During an election rally in Buxar on Monday, PM Narendra Modi said the BJP was fighting those who wished to take away reservation from backward castes and hand them to a “particular community”. Pic/PTI
Is this the same prime minister of India, who only a short while ago told us, the people of India, that we should listen to what the President of India said (three times now) on respecting India’s plurality and diversity? Is this the same prime minister who said that Hindus and Muslims should fight poverty together and not each other? Is this the same prime minister who said people should ignore controversial remarks made by politicians?
Or is this Narendra Modi, the Hindutva emperor of Gujarat and the holder of all Hindu hearts, a title he appropriated from the late Bal Thackeray of the Shiv Sena? Is this the Modi who fought an election on the development plank but allowed members of his party, his government and his larger allegiance to run amok with comments and actions which have created new rifts and reopened old fissures in our religious and social fabric?
We have been told over and over in the past two years that this Modi who will be prime minister of India is not the same Modi who was chief minister of Gujarat where one of independent India’s worst Hindu-Muslim riots took place. This was a Modi who would develop India the way Gujarat has been developed. We were told it was unfair to keep harping on riots that took place in 2002. We were accused of saying nothing when other terrible things happened in the country.
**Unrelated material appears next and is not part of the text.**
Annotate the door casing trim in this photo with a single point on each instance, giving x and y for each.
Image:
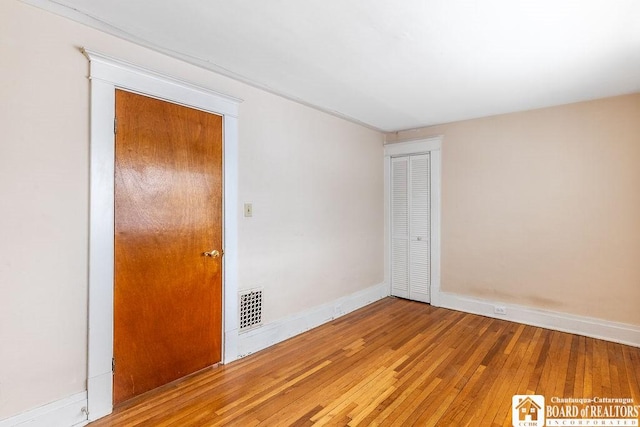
(106, 75)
Unfortunately, for the development story, it is now being overtaken by the Hindutva story. The poor cow, often neglected in its old age as it wanders the streets and countryside eating plastic, is now the symbol of national and religious pride and violence. ‘Cow-killers,’ suspected ‘cow-killers’ and potential ‘cow-killers’ are killed and beaten up. Members of the central government and the ruling party threaten the general public if a cow is harmed. The prime minister remains silent on it.
A man was killed in his home based on a rumour of what meat he had eaten. But if anyone expects the prime minister to speak about this, think again. It is a law and order issue, which is a state subject, he says. Nothing though about the reason why the man was killed, the inflamed passions by the cow protection lobby of the prime minister’s own party and his larger ideological family. A minister says the death was an accident. And by just writing this, I have left myself open to attack for not writing a column when Babar invaded India. I am guilty. I did not.
If the man who spoke in Bihar about a “particular community” and the “sinful plan” of Nitish Kumar and Lalu Yadav to steal reservations from the backward castes was the prime minister of India, then I am confused and I am not the only one. I knew the other man, the Hindutva icon. Which hat — and he is very fond of headgear, as we have seen —was he wearing at this rally in Buxar? Which constituency was he talking to? Was he the development-oriented prime minister who said ‘everybody’s progress with everybody together’? Or the election-winning chief minister of Gujarat who mockingly talked of “hum paanch, hamare pachees”, referring to a high birth rate amongst Muslims. Or maybe it is the Gujarat chief minister who always referred to the election commissioner of the time as “James Michael Lyngdoh”, so that the fact that he was a Christian and not a Hindu, sunk in with his pro-Hindutva audience?
We have been told repeatedly by admirers of Narendra Modi that he is interested only in the development of India. Sadly, even those who believed that are beginning to wonder: in which direction are we developing? And which is the real Prime Minister of India?